The standard error vs. the mean absolute error
Every day, a restaurant owner estimates how many lobsters she'll need to order. If she orders too many, she'll have to throw some out in the evening, at a cost of $10 each. If she orders too few, she may have to turn away customers, again at a cost of $10 each.
A statistician comes along, and analyzes her estimates over the past 1000 days. It turns out that the mean of her errors is zero. That's good, because it means her guesses are unbiased -- she's as likely to overestimate as underestimate. (For instance, some days she's +5, and other days she's -5.)
The statistician also calculates that the standard deviation of her errors -- her "standard error" -- is 10, and that the errors are normally distributed.
Over the 1,000 days, then, how much money have the errors cost her?
If you asked me that question a few days ago, I would have said, well, the standard deviation is 10 ... so the typical error is 10 lobsters either way, or $100. That means, over 1,000 days, the total cost would be $100,000.
But now, I think that's not quite right.
To figure out what the errors cost, we need to know the mean [absolute] error. But all we have is the standard deviation, which is the square root of the average square error. Those are two different things. And, as it turns out, the SD is always larger than (or rarely, equal to) the mean error.
For instance, suppose the mean is zero, and we have three errors, 0, +5, and -5. The mean error is 3.33. But the SD is 4.08.

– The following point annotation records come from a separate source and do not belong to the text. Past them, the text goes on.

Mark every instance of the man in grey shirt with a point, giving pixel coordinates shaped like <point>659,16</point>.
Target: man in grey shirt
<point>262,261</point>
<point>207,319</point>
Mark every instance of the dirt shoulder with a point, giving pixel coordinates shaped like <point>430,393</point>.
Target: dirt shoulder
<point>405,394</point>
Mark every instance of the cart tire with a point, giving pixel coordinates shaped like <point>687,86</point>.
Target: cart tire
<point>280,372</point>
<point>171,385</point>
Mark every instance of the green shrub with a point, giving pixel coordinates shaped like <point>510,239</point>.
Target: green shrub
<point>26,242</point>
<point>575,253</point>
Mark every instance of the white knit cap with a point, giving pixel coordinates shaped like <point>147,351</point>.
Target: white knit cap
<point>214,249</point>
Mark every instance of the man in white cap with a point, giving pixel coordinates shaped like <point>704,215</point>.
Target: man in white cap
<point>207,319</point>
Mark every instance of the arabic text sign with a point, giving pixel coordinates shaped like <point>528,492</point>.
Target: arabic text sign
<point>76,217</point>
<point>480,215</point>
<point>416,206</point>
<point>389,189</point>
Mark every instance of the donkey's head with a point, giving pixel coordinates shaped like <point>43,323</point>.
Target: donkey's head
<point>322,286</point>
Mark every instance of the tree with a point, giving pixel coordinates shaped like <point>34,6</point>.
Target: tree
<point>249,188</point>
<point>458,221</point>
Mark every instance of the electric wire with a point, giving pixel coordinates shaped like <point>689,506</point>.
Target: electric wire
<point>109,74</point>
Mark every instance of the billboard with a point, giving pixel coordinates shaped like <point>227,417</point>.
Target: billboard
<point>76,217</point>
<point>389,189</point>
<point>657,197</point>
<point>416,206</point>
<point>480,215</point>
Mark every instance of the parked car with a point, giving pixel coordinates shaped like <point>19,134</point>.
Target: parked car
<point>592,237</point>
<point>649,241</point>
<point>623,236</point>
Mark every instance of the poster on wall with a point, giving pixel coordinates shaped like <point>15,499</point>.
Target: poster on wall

So, my guess of $100,000, based on the SD, is too high. Can we get a better estimate?
I think we can.
Since the normal distribution is symmetrical, the average error of the entire bell curve is the same as the average error for the right half of the bell curve.
That right side is the "half normal distribution," and, conveniently, Wikipedia tells us the mean of that distribution is
sigma * sqrt(2/pi)
Where "sigma" is the SD of the full bell curve.
The square root of 2/pi is approximately equal to 0.7979. Call it 0.8, for short.
That means that for a normal distribution, the average [absolute] error is 20% smaller than the SD. Which means that the cost of the lobster errors isn't $100,000 -- it's only $80,000.
That's something I didn't realize until just a couple of days ago.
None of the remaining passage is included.